The classrooms at CICS Irving Park felt more collaborative and were surprisingly not chaotic, despite what I expected.

A growing part of student’s learning is self-guided

In the new personalised learning model, students learned at their own pace.

Students used laptops and tablets to work through material by themselves and in small groups. Learning was aided by software such as the Summit Learning platform (developed by Facebook) to help students manage their own learning.

In the traditional teaching model, a teacher would cover material, test students to see what they knew, and then move on to the next topic. Instead, the personalised learning model helps students work through material themselves and achieve very specific learning outcomes and skills. The teacher acts as a floating resource who manages the classroom and helps the students work through the material. Better performing students can move on to more additional topics and even help other students. For less performing students, teachers get a daily report on student performance and can intervene in near real-time on helping these students overcome very specific issues in a targeted way.

When Brian told me that students were given the autonomy to learn themselves and in their own manner, I expected that classrooms would descend into anarchy. I expected that students left to their own devices, especially middle school students, would quickly abandon work and become disruptive. I was completely wrong. Students were mature enough to appreciate the autonomy they had been given and act accordingly.

Gamification is changing student mindsets to learning

In the new personalised learning model, gamification is used to guide student learning.

In one of the classes I visited, I was speaking to a second grade student about a reading/comprehension module that he was doing on his tablet. Suddenly one of his friends walked over and asked “What level are you on? I’m on level 15.”. When the first student replied “I’m on level 17.”, his friend immediately went back to his chair and intensely started working through the exercises.

The vice principal who was showing us around mentioned that many of the students (including her own daughter) regularly discuss their progress outside of class on weekends and playdates. Schools have even changed their language around progress to saying that students “achieved” a specific level instead of students “are at” that level, to turn this competitive spirit into a growth mindset.

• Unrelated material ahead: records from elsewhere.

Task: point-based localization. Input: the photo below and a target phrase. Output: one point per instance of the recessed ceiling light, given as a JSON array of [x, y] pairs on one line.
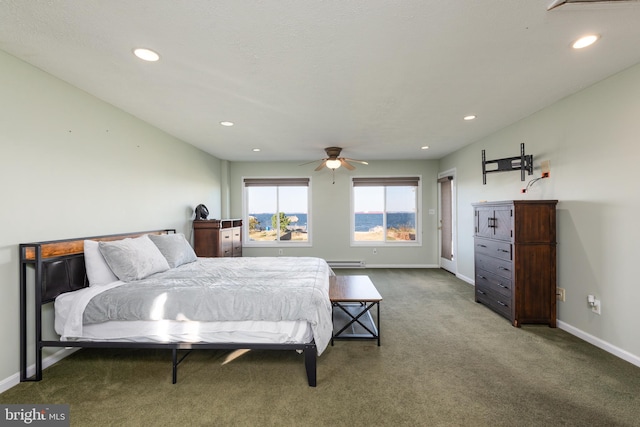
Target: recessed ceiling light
[[146, 54], [585, 41]]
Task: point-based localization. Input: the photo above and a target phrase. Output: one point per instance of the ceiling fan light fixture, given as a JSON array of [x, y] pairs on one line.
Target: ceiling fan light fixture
[[333, 163]]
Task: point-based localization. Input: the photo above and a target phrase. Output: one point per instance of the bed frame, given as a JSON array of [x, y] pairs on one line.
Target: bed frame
[[59, 268]]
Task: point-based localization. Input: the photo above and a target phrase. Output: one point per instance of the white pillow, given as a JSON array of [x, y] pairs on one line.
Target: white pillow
[[133, 259], [98, 272], [175, 248]]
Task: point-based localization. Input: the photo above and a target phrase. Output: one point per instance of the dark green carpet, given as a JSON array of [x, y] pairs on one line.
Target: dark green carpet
[[444, 360]]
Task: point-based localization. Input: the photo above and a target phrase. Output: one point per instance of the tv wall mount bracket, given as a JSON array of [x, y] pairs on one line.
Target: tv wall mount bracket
[[523, 162]]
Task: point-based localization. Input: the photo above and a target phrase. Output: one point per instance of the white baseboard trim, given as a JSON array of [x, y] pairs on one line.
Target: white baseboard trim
[[14, 379], [402, 266], [608, 347]]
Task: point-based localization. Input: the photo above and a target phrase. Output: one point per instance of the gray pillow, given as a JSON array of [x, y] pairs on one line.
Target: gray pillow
[[175, 248], [133, 259]]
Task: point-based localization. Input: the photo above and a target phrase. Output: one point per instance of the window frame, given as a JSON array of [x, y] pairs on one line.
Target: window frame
[[386, 181], [274, 182]]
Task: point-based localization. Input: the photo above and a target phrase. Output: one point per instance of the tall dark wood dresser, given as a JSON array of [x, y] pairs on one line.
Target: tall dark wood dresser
[[515, 259]]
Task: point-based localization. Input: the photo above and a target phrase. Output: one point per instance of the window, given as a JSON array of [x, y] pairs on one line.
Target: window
[[276, 211], [385, 210]]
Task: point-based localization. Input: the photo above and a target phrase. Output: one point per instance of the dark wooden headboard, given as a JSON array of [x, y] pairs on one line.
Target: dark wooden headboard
[[59, 264]]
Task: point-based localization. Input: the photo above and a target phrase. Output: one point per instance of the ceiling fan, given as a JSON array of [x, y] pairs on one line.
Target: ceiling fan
[[333, 162]]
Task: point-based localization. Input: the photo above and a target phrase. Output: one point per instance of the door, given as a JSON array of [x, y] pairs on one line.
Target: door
[[446, 221]]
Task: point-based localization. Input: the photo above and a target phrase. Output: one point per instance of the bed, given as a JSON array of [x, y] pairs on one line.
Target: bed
[[149, 290]]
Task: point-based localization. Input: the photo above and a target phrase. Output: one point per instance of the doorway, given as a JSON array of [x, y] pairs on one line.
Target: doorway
[[446, 221]]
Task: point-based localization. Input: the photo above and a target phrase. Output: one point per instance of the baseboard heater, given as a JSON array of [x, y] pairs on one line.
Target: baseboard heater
[[346, 264]]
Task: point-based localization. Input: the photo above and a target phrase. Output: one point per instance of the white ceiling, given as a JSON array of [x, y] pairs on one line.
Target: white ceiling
[[380, 78]]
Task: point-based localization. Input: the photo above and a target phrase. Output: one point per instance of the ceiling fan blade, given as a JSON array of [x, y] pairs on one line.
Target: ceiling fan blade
[[357, 161], [324, 162], [312, 161], [346, 164]]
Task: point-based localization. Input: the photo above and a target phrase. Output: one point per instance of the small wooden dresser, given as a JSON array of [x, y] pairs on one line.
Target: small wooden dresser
[[217, 237], [515, 259]]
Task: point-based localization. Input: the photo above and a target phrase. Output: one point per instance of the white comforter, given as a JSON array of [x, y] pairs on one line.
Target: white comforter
[[216, 289]]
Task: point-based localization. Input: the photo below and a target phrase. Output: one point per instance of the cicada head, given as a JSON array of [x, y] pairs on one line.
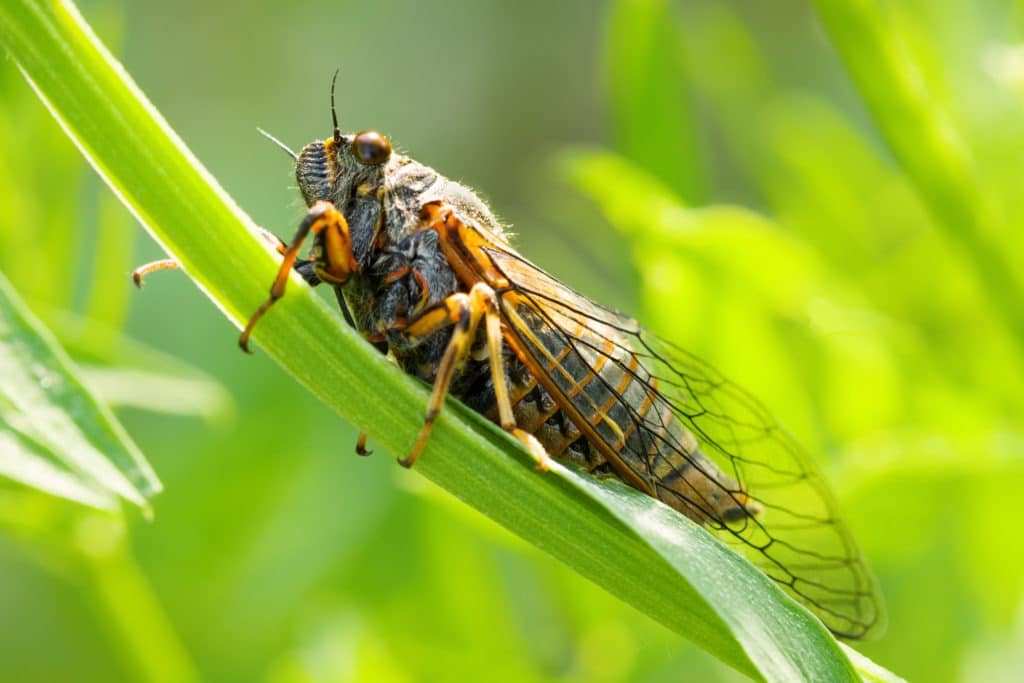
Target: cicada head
[[331, 169]]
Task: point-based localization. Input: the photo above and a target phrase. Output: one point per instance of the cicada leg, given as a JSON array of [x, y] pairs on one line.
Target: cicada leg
[[143, 270], [323, 217], [465, 311]]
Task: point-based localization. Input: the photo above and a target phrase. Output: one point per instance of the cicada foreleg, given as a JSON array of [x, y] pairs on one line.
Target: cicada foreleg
[[465, 311], [324, 218]]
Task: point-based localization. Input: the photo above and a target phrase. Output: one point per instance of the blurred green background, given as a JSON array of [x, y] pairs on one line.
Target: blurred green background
[[844, 294]]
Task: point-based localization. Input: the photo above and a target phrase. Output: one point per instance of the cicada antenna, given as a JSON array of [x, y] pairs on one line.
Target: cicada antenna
[[279, 143], [334, 113]]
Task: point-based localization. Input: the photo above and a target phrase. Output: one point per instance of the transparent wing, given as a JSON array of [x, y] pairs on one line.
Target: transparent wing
[[705, 445]]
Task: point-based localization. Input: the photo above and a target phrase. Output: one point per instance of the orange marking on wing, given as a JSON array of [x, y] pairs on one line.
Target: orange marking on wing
[[606, 349]]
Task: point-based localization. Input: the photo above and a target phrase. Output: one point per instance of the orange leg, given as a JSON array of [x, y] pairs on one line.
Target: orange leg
[[465, 311], [323, 217], [143, 270]]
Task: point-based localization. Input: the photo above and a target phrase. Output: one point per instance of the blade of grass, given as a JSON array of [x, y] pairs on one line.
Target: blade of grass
[[925, 139], [652, 117], [717, 600], [54, 435]]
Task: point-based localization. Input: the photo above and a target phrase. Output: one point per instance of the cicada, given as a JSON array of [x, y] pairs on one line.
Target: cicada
[[425, 271]]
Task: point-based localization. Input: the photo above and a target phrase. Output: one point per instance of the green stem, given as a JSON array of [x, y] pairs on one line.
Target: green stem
[[615, 537]]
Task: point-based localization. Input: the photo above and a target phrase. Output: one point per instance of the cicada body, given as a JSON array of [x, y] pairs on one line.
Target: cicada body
[[425, 271]]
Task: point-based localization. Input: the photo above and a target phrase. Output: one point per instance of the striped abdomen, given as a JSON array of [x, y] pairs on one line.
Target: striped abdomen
[[588, 398]]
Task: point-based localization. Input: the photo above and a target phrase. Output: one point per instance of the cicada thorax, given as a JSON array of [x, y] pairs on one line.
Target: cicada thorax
[[582, 391]]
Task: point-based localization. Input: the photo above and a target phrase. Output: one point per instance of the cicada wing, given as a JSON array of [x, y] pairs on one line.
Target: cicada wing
[[694, 439]]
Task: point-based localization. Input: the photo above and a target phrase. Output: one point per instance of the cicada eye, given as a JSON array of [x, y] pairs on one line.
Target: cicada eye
[[371, 147]]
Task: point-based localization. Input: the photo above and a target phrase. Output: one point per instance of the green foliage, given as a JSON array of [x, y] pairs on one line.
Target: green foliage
[[55, 435], [868, 296]]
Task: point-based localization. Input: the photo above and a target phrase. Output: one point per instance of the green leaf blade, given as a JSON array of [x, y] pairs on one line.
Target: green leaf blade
[[55, 435], [608, 538]]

It’s amazing to see how gamification (applying elements of playing games to other aspects of life) has been used so effectively in an academic context. In adult lives, companies such as Starbucks have used gamification to change individual consumer behaviour. To see it applied to children in an academic context is especially interesting and exciting.

However, change is not easy

Implementing the new personalised learning model requires overcoming a lot of opposition.

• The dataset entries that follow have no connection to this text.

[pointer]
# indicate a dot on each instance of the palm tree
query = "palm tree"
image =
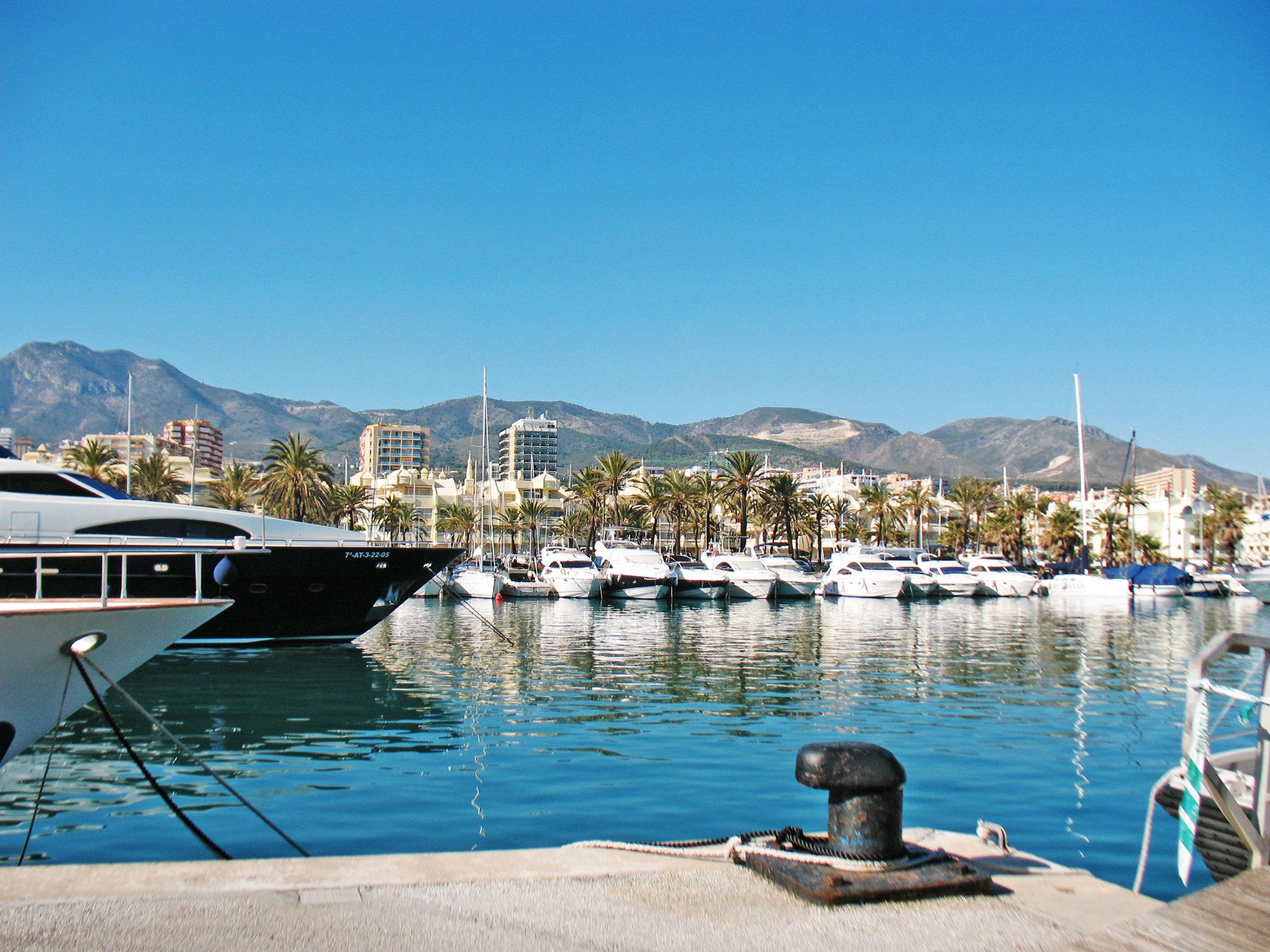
(345, 505)
(534, 514)
(1114, 531)
(1013, 524)
(616, 470)
(574, 526)
(510, 523)
(742, 480)
(1062, 535)
(680, 496)
(97, 461)
(587, 493)
(456, 521)
(1230, 518)
(395, 516)
(1130, 498)
(781, 494)
(653, 500)
(818, 508)
(154, 479)
(916, 501)
(296, 480)
(878, 505)
(708, 490)
(235, 487)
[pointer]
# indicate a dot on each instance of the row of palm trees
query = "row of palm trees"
(298, 484)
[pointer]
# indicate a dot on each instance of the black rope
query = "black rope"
(195, 757)
(486, 621)
(154, 783)
(791, 837)
(48, 763)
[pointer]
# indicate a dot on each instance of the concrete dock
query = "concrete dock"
(535, 899)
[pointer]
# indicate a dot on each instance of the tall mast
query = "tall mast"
(1080, 442)
(127, 450)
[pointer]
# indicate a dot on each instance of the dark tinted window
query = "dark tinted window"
(94, 484)
(43, 484)
(167, 528)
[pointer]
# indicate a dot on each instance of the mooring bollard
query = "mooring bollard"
(866, 796)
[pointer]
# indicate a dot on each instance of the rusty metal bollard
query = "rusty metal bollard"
(866, 796)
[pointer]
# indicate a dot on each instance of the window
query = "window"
(43, 484)
(168, 528)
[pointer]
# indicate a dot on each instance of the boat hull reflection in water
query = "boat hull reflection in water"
(647, 720)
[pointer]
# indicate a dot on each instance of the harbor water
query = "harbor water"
(643, 721)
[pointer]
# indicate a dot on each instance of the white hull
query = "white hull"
(1006, 586)
(567, 587)
(1088, 587)
(35, 666)
(794, 588)
(920, 588)
(750, 588)
(526, 589)
(643, 593)
(854, 587)
(475, 584)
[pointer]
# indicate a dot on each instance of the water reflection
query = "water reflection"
(644, 720)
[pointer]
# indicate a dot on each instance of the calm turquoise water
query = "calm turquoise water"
(644, 721)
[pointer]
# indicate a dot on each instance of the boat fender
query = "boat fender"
(225, 571)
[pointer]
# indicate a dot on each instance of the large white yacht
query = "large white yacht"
(794, 578)
(571, 573)
(918, 583)
(694, 582)
(631, 568)
(1000, 578)
(861, 576)
(290, 580)
(38, 638)
(950, 575)
(747, 576)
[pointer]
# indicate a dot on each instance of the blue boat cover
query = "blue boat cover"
(1150, 574)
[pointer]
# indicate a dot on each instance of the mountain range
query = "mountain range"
(51, 391)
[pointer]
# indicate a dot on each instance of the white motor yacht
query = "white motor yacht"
(631, 568)
(571, 573)
(1258, 582)
(117, 635)
(477, 578)
(917, 582)
(950, 576)
(694, 582)
(794, 578)
(747, 576)
(1000, 578)
(861, 576)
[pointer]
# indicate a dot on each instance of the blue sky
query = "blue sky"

Parents are often concerned about the risk that a new model of learning could negatively impact their children's educational outcomes. I was sceptical that the model would not descend into anarchy and I am sure that many parents also shared my concerns.

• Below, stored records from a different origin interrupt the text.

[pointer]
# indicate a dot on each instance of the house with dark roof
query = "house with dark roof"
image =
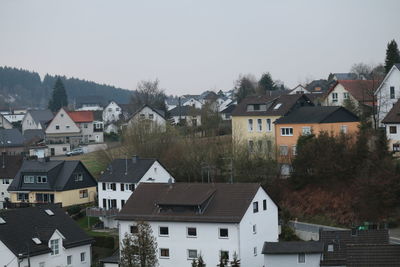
(42, 236)
(388, 92)
(307, 120)
(295, 253)
(253, 119)
(214, 220)
(36, 119)
(118, 182)
(53, 181)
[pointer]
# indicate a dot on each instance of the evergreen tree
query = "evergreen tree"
(59, 97)
(392, 55)
(266, 84)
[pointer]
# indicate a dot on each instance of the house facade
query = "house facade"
(211, 220)
(48, 238)
(388, 92)
(45, 181)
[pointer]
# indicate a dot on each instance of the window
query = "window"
(306, 130)
(191, 232)
(164, 253)
(83, 193)
(54, 246)
(134, 229)
(250, 125)
(28, 179)
(269, 125)
(334, 97)
(288, 131)
(163, 231)
(192, 254)
(255, 207)
(301, 258)
(69, 260)
(83, 256)
(223, 233)
(283, 150)
(78, 177)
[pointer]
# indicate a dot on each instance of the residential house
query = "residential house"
(148, 114)
(58, 181)
(359, 92)
(4, 123)
(388, 93)
(253, 119)
(189, 115)
(42, 236)
(295, 253)
(9, 166)
(36, 119)
(392, 127)
(12, 142)
(119, 181)
(307, 120)
(213, 220)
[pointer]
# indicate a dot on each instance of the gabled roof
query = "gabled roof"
(293, 247)
(11, 138)
(184, 111)
(126, 170)
(224, 203)
(318, 114)
(81, 116)
(21, 225)
(276, 106)
(394, 114)
(59, 175)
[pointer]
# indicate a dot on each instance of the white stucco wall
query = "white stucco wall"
(291, 260)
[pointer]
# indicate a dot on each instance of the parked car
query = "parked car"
(75, 151)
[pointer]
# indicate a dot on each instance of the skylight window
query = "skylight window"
(49, 212)
(36, 241)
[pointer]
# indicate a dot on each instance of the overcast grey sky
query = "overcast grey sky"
(192, 46)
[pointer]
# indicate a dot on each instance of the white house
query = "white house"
(388, 92)
(112, 112)
(213, 220)
(291, 254)
(44, 237)
(121, 178)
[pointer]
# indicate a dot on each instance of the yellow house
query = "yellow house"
(58, 181)
(253, 119)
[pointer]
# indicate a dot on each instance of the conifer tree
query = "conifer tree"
(392, 55)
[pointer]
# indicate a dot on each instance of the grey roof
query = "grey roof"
(59, 175)
(41, 116)
(189, 202)
(293, 247)
(11, 138)
(116, 171)
(184, 111)
(318, 114)
(21, 225)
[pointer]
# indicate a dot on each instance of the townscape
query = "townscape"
(260, 174)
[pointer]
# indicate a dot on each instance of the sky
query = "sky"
(193, 46)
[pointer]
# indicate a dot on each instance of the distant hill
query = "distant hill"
(22, 88)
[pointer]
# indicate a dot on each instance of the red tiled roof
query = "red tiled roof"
(81, 116)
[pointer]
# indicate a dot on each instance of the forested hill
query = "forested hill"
(25, 88)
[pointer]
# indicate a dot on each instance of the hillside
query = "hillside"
(22, 88)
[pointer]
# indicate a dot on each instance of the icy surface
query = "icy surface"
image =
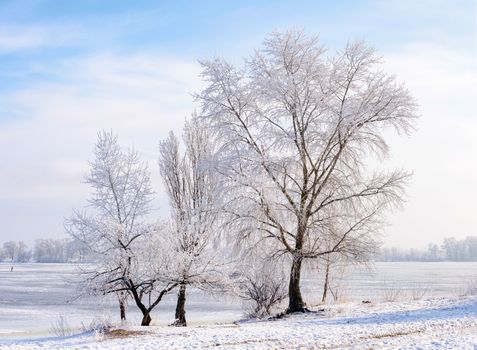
(34, 295)
(439, 323)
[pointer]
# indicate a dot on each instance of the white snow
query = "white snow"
(439, 323)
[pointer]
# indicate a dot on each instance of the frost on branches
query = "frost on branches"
(295, 129)
(195, 200)
(132, 259)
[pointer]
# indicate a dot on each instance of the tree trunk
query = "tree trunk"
(122, 310)
(122, 306)
(325, 287)
(180, 308)
(146, 319)
(295, 300)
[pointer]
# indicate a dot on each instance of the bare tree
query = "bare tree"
(10, 250)
(122, 193)
(296, 130)
(260, 284)
(194, 200)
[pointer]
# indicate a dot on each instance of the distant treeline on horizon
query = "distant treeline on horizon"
(450, 249)
(46, 251)
(73, 251)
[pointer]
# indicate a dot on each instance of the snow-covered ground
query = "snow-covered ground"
(438, 323)
(33, 296)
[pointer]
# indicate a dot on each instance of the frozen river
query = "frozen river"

Teachers can also be opposed to adopting a new model of teaching, especially for older teachers who may have used traditional teaching models for decades. I heard a story of an older teacher (not at CICS Irving Park) who had received free iPads for each student in their class, as part of an educational program from Apple. This teacher refused to use the iPads as they didn't believe they would be useful or valuable for the students. The iPads went from being a useful education tool to useless clutter in a corner of a classroom.

School networks can also restrict progress given the investment and organisational change required to implement personalised learning models. That Distinctive Education operates in a charter school network, outside the constrains of a government run school network, makes it much easier for them to implement changes.

The future of education is exciting

My visit made me incredibly excited for the future of education and the impact that technology and personalised learning will have on students. I can't wait to see this adopted everywhere.